Saava vs RB2B: outbound from intent vs outbound from website visits

RB2B de-anonymizes US website visitors. Saava reads LinkedIn engagement. Different inputs, different ceilings. Here's how to think about which one to run.

RB2B and Saava both end at the same place: an in-market person on your LinkedIn-ready outbound list. They get there from completely different inputs.

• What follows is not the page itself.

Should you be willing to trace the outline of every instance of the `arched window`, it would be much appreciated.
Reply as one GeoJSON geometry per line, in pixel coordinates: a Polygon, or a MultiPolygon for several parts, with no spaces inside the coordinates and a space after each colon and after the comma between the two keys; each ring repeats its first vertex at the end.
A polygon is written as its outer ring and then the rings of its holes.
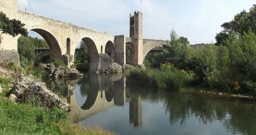
{"type": "Polygon", "coordinates": [[[66,54],[70,55],[70,38],[66,39],[66,54]]]}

If you're choosing between them, the question isn't "which is better." It's "what kind of signal does your buyer leave?"

How RB2B works

RB2B drops a pixel on your website. When a US-based visitor shows up, RB2B identifies them by name and LinkedIn profile (US-only by design, for privacy) using their cookie graph. You get a list of named individuals who visited specific pages.

The strengths:

  • Real intent. Someone reading your pricing page is much hotter than someone who liked a post.
  • Free or near-free tier — adoption is wide
  • US-only is a feature (compliance-friendly)

The structural limits:

  • You only see traffic you already drive. RB2B is a multiplier on existing demand. If your site gets 200 visits/week, you'll get 50–80 deanonymized contacts. If it gets 20, you'll get 5.
  • No view into intent you didn't create. A buyer researching the category, but on a competitor's site or in their own network, is invisible to you.
  • Late in the funnel. By the time someone hits your pricing page, they've usually already chosen who to evaluate.

How Saava works

Saava watches the LinkedIn profiles your buyers naturally follow — competitors, category influencers, customers — and surfaces the people who engage with their content, scored against your ICP.

The strengths:

  • You see the intent your buyers leave anywhere, not just on your site. A prospect researching "AI sales agents" is engaging with category posts long before they visit any single vendor's site.
  • Earlier in the funnel. You catch buyers in the 4–6 weeks of research, not the last 2 days.
  • Works without driving traffic first. Saava-led pipeline doesn't depend on your marketing flywheel being warm.

The structural limits:

  • LinkedIn-only. If your buyer doesn't use LinkedIn, Saava is the wrong tool.
  • Engagement is a weaker signal than a pricing-page visit. We compensate with ICP scoring, but a pricing-page hit will always be hotter than a comment.

Side-by-side

RB2B Saava
Input Your website traffic LinkedIn engagement
Signal quality High (intent revealed) Medium-high (intent inferred)
Funnel position Late (consideration → decision) Early (awareness → consideration)
Geography US-only Global
Volume ceiling Capped by your traffic Capped by ICP × engagement
Best for Demand-mature teams Demand-emerging teams
Pricing Free tier; paid from ~$129 $89/mo Starter

When to run RB2B

  • You already drive meaningful website traffic (>500 visits/week to high-intent pages)
  • Your buyer is US-based
  • You want to convert existing demand at higher rates

When to run Saava

  • You want to create demand by getting to buyers earlier
  • Your buyer is active on LinkedIn (most B2B founders, sales leaders, marketing, ops)
  • You sell to non-US markets
  • Your traffic is still building

When to run both

This is what most teams above $50K MRR end up doing. RB2B closes the loop on people who came to your site. Saava opens the loop on people who haven't come yet but will. Different parts of the funnel; same destination.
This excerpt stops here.